Be vertical during the day
Since midday light can help adjust circadian rhythm, Dr. Dimitriu said the more you can exaggerate the discrepancy between being asleep versus awake by being more vertical or upright during the day, the better you might fare horizontally at night.
Walking and other forms of physical activity — ideally outdoors — and not lying down immediately after eating may also help you sleep better.
Maintain a consistent schedule
Going to bed at the same time each night and waking up at the same time in the mornings can help train your body’s sleep-wake cycle.
“Sleep loves regularity, so try to keep regular hours, roughly the same on weekends and weekdays,” Dr. Dimitriu said.
Look for signs of fatigue and low mood
SAD is known to be more prevalent in northern and southern latitudes and may affect your mood and disrupt your sleep.

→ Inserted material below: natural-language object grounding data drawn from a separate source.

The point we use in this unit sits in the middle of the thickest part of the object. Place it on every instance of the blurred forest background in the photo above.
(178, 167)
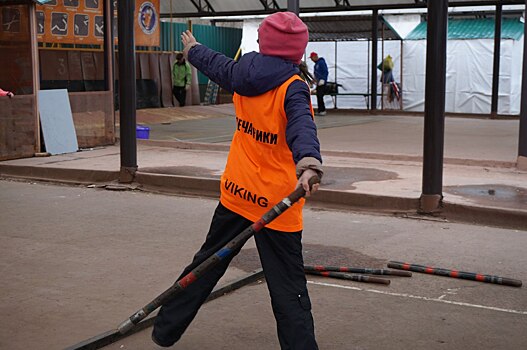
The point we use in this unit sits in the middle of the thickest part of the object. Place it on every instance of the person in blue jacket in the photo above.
(261, 82)
(321, 79)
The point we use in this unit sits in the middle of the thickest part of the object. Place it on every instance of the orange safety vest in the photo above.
(260, 169)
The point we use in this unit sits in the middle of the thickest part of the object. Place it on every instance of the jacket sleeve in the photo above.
(218, 67)
(188, 74)
(301, 131)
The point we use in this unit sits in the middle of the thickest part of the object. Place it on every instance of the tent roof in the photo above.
(479, 28)
(200, 8)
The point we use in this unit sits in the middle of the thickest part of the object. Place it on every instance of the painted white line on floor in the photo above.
(404, 295)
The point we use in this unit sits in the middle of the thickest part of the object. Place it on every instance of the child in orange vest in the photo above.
(274, 150)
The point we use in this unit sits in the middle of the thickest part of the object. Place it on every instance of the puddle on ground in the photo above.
(314, 254)
(181, 170)
(495, 195)
(344, 178)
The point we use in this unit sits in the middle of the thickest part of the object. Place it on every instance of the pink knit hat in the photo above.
(283, 34)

This means it may be a good idea to self-monitor for symptoms of depression, which may present as fatigue, low energy, or lack of excitement or joy, Dr. Dimitriu explained.
If you’re experiencing any symptoms resembling depression and are having difficulty sleeping, you may wish to talk with your doctor or mental health professional for more guidance.
A recent study shows that students who fell asleep later at night woke up later in the morning during the winter months due to a lack of exposure to natural light during the day.
The findings suggest that getting more natural light, particularly in the morning and midday, is essential to maintaining a healthy circadian clock and getting a good night’s sleep.
While seasonal affective disorder (SAD) may also affect sleep during the winter months, the current study did not factor SAD into its analysis.
To improve your sleep patterns in the winter, experts recommend spending more time outdoors, being physically active, and following a regular sleep routine.
If you’re experiencing depression and insomnia, be sure to talk with your doctor about your treatment options.